Cette longévité s’explique aux échelles nanométriques. Elle est due à la protection rapprochée de la matière minérale qui empêche les microorganismes d’attaquer les molécules organiques. Ce bouclier protecteur stabilise les molécules organiques dans le sol, c’est une voie de la séquestration du carbone à long terme. La théorie classique voudrait que ce bouclier soit une surface minérale structurellement ordonnée sur laquelle les molécules organiques se déposent par adsorption en couches successives. Les couches les plus proches de la surface minérale seraient les plus durablement protégées. « Durant des années, j’ai cherché dans les sols volcaniques ces imogolites, de belles structures minérales en forme de tube revêtues d’un manteau de carbones organiques. Je ne les ai jamais vues, tout comme la théorie n’a jamais été validée par une observation directe dans des échantillons prélevés dans des sols », regrette la chercheuse.
NanoCLICS, à la recherche d’une version réaliste des associations organominérales du sol

En 2019, Isabelle Basile-Doelsch élabore un modèle plus réaliste car il tient compte de l’altération des minéraux en milieu naturel. Elle part du principe que le sol contient de la matière organique, des minéraux altérés et les produits de cette altération structurés en oligomères (assemblages de quelques atomes de fer, silicium, aluminium…). La structure 3D irrégulière de ces oligomères est beaucoup plus réactive aux molécules organiques que les minéraux cristallins bien ordonnés du modèle classique. La géochimiste baptise cette structure irrégulière nanoCLICS (nanosized coprecipitates of inorganics oligomers with organics). Elle considère que la stabilisation du carbone s’opère partiellement par adsorption mais que les nanoCLICS sont les véritables pilotes de sa dynamique dans le sol. En 2023, utilisant un outil d’observation issu des nanosciences, elle observe des nanoCLICS dans des échantillons de sols très riches en carbone, des andosols.

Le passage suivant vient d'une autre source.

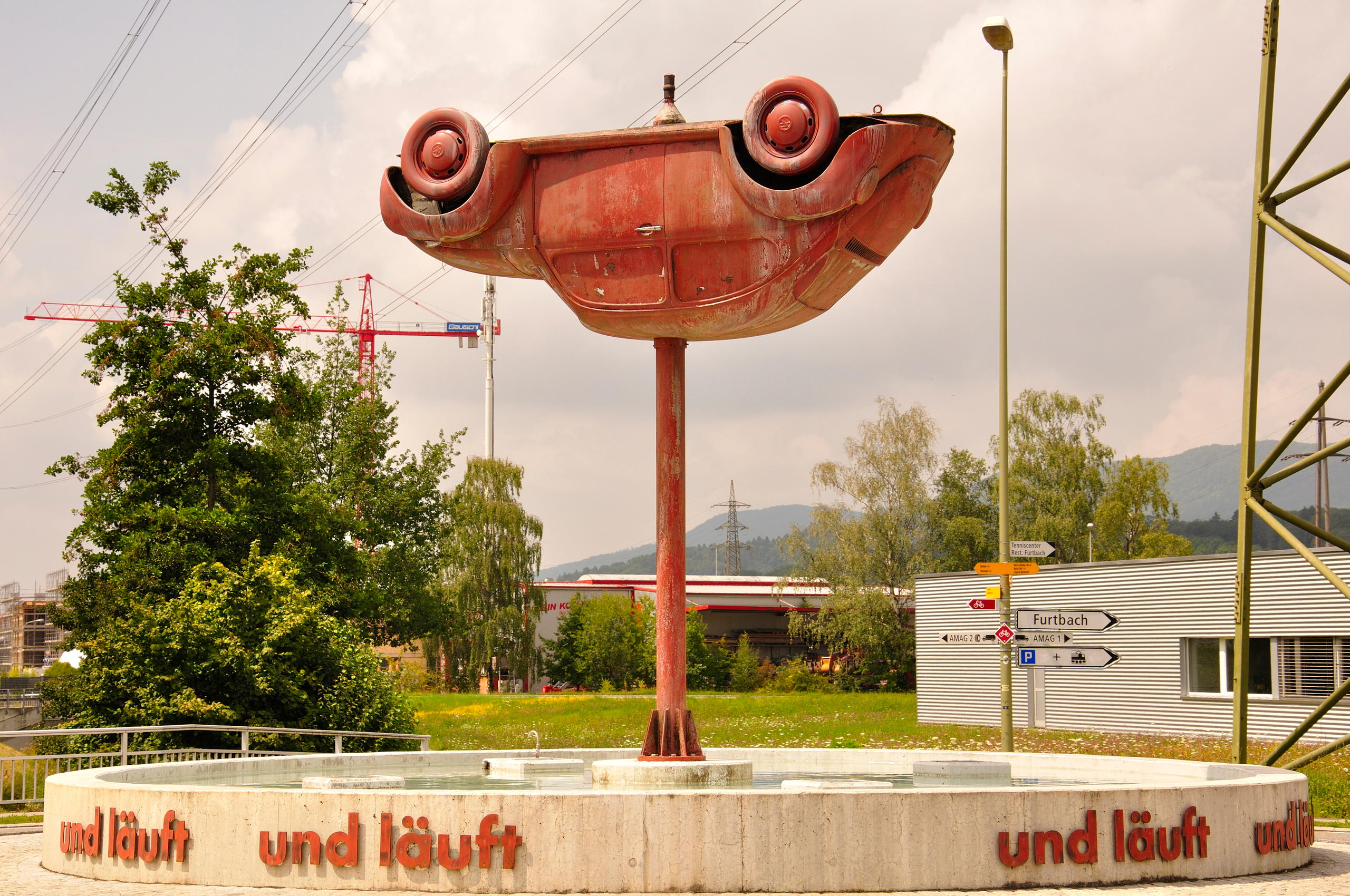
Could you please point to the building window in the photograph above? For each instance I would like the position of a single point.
(1313, 667)
(1209, 663)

Doté de 2,5 millions d’euros, la bourse ERC lui servira à identifier la structure des nanoCLICS dans 10 sols européens avec systématiquement un sol cultivé et un autre tel qu’une forêt ou prairie. En laboratoire, une série de colonnes remplies d’un sol artificiel et de plantes permettra de suivre la formation, l’évolution et la destruction des nanoCLICS. Enfin, un travail de modélisation devrait permettre de les quantifier.

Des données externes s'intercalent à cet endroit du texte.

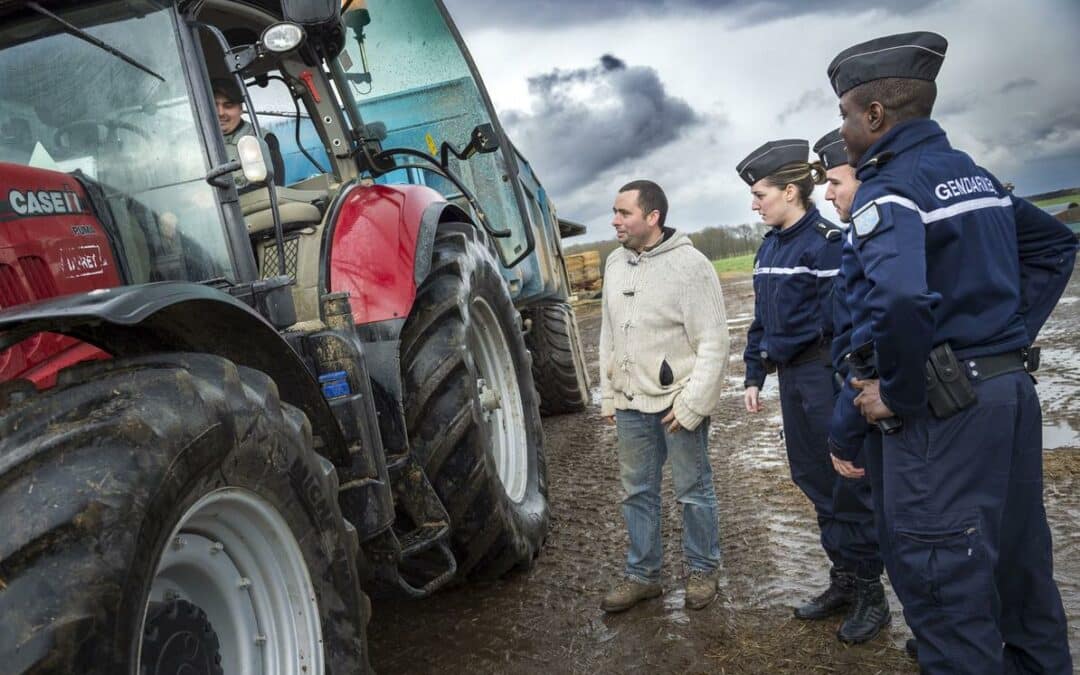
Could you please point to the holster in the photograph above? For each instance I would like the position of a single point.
(948, 389)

Dans 5 ans, les résultats pourraient alimenter des recherches prometteuses : connaissant la dynamique des nanoCLICS, peut-on augmenter la séquestration du carbone dans le sol ? Les ayant caractérisés sur sols cultivés, les nanoCLICS peuvent-ils aider la plante à mieux se nourrir ? Leur quantification incite-t-elle à réviser les modèles de prévisions du changement climatique ? Cet ERC apportera un nouvel éclairage sur la séquestration du carbone dans le sol, complémentaire de celui de l’initiative « 4 pour 1 000 », lancée en 2015 par la France lors de la COP21.